D’abord, le nouvel aéroport – s’il est fait – fonctionnera avec moins de salariés que l’actuel, qui emploie 1.800 personnes. En effet, Vinci vise la réduction maximale des coûts, façon de justifier a posteriori le fait que le devis de construction – près de 600 millions d’euros – a été très sous-évalué, ce qu’avait pointé le Canard Enchaîné en 2011 encore. Ce serait donc un aéroport flambant neuf et flambant cheap qui serait construit pour la métropole Bretonne : pas de taxiways (les bandes de roulage qui permettent de remonter les pistes), pas de passerelles entre l’aérogare et les avions, et pas de navettes passagers. Donc pas de personnel entretenant ces infrastructures. Eric Delobel, responsable du projet chez Vinci assume dans les colonnes d’Ouest-France (4/2/2013) son choix d’économie maximum. Sous la pluie, cet aéroport devrait être tout à fait charmant pour les passagrs obligés de courir jusqu’à leurs avions – mais chut ! tout le monde sait qu’il fait beau quatre fois par jour à Nantes, puisque Ayrault l’a dit. Au passage, l’absence de taxiways obligera les avions à rouler sur les pistes pour s’aligner à l’envol ou après leur atterrissage, diminuant leurs disponibilités, notamment par mauvais temps ou en période de forte affluence. Par ailleurs l’absence de taxiways ou leur insuffisance augmente les croisements d’avions au sol et les risques d’accidents qu’ils induisent. La plus grande catastrophe aérienne de l’Histoire s’est produite au sol, à Tenerife. Mais visiblement l’économie d’emploi maximum a pris le pas sur l’efficience technique et la sécurité des usagers.
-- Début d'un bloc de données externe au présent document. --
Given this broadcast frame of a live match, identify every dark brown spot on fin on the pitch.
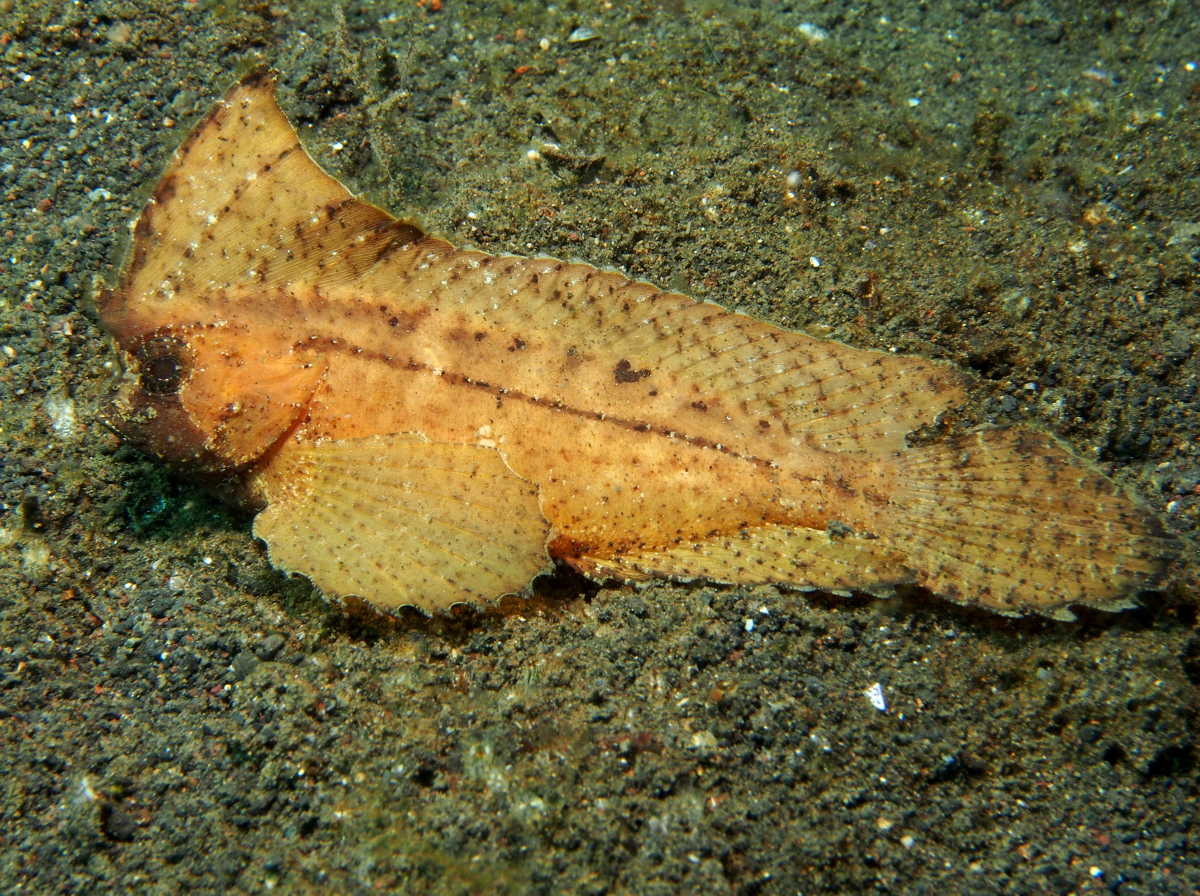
[612,357,650,383]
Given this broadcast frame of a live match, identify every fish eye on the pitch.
[137,337,187,395]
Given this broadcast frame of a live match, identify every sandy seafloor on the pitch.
[0,0,1200,896]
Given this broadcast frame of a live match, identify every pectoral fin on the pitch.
[254,433,550,612]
Ensuite, le collectif pointe les propos de Nicolas Notebaert, président de Vinci Airport, qui déclare dans le Presse Océan du 4 avril 2011 que le trafic sera surtout axé sur les charter, les low-cost et moyen-courrier. Ce qui constitue un aveu dérangeant : l’aéroport de Notre-Dame des Landes ne sera pas – ou seulement en marge – un aéroport intercontinental comme l’est déjà l’existant et comme la Bretagne en a besoin. Revenons à nos moutons aéroportés : le comité relaie avec raison les pratiques peu orthodoxes en terme d’emploi des compagnies à bas coûts, qui compriment toutes les charges et notamment ceux du personnel. Le risque ? Que l’aéroport devienne un gouffre financier, les collectivités locales risquant de se retrouver chargées de « subventionner les compagnies low-cost privées avec de l’argent public, et de porter à bout de bras les emplois ainsi créés », remarque le comité de Blain. Un modèle économique peu viable et peu fiable, qui montre déjà ses limites : aujourd’hui les chambres de commerce soutiennent l’activité de Ryanair en versant de 9 à 32 € par passager embarqué, sans réussir à rendre viables les aéroports concernés.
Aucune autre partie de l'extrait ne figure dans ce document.